Now, having re-read it, I can tell you, it IS my favourite. The whole novel, short though it may be in comparison to the subsequent books, spends its time building up to the climax, the moment that begins at the point where Hermione, complete with a melodramatic lip tremble (I imagine) informs the boys that Hagrid lost the appeal for his Hippogriff Buckbeak.

From there, Rowling barrels through plot twists and developments that she’s had simmering along nicely, some since the first and second books, with a wonderful time travel section that I just adore.

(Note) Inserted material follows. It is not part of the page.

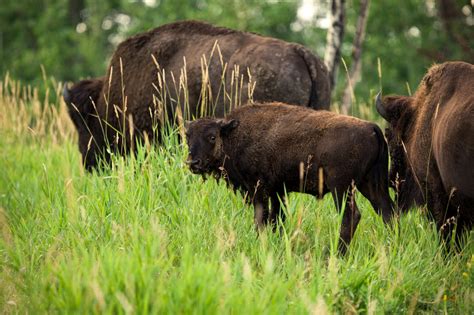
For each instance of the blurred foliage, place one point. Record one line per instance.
(73, 39)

However, my favourite part of the book, and maybe my favourite part of the series comes early on. Shortly after escaping the Dursleys and being put up in the Leaky Cauldron, Harry spends his last two weeks of the summer holidays in Diagon Alley.

It seems to me, that when Harry was looking for his happy memory in order to conjure his Patronus, he should have looked to that sunny fortnight in London. It’s the first moment of the series where we truly get a sense of Harry being happy, he is carefree and without responsibility.

In retrospect, it’s also the last time before the end of the series where it feels Harry experiences happiness, a true care-free time. It could be argued that his trip to the Quidditch World Cup (pre the Death Eaters arrival) in Goblet of Fire is a happy time for Harry, but it struck me as I was reading this chapter, how tense he seems to be when with his friends.

He always seems to have a responsibility to his friends, to be the middle-man in the sniping between Ron and Hermione. To downplay parts of himself to make them both feel more comfortable – one of the biggest recurring themes in the books is Harry feeling uncomfortable at having money when Ron doesn’t.

During his ‘holiday’ in Diagon Alley, the biggest worry Harry has is that his hair won’t stay flat. This wonderful little bubble only bursts when Ron and Hermione descend on the Leaky Cauldron.

The Prisoner of Azkaban is a turning point for the series. It marks the end of Harry’s more innocent years, but also fires the starting pistol for the rest of the series. It’s clear from the end of this book that the series is only going to get darker and more epic.

It’s no wonder that the Harry Potter hype that was starting to sweep the world really took hold after the release of Azkaban, it’s probably JK Rowling’s finest piece.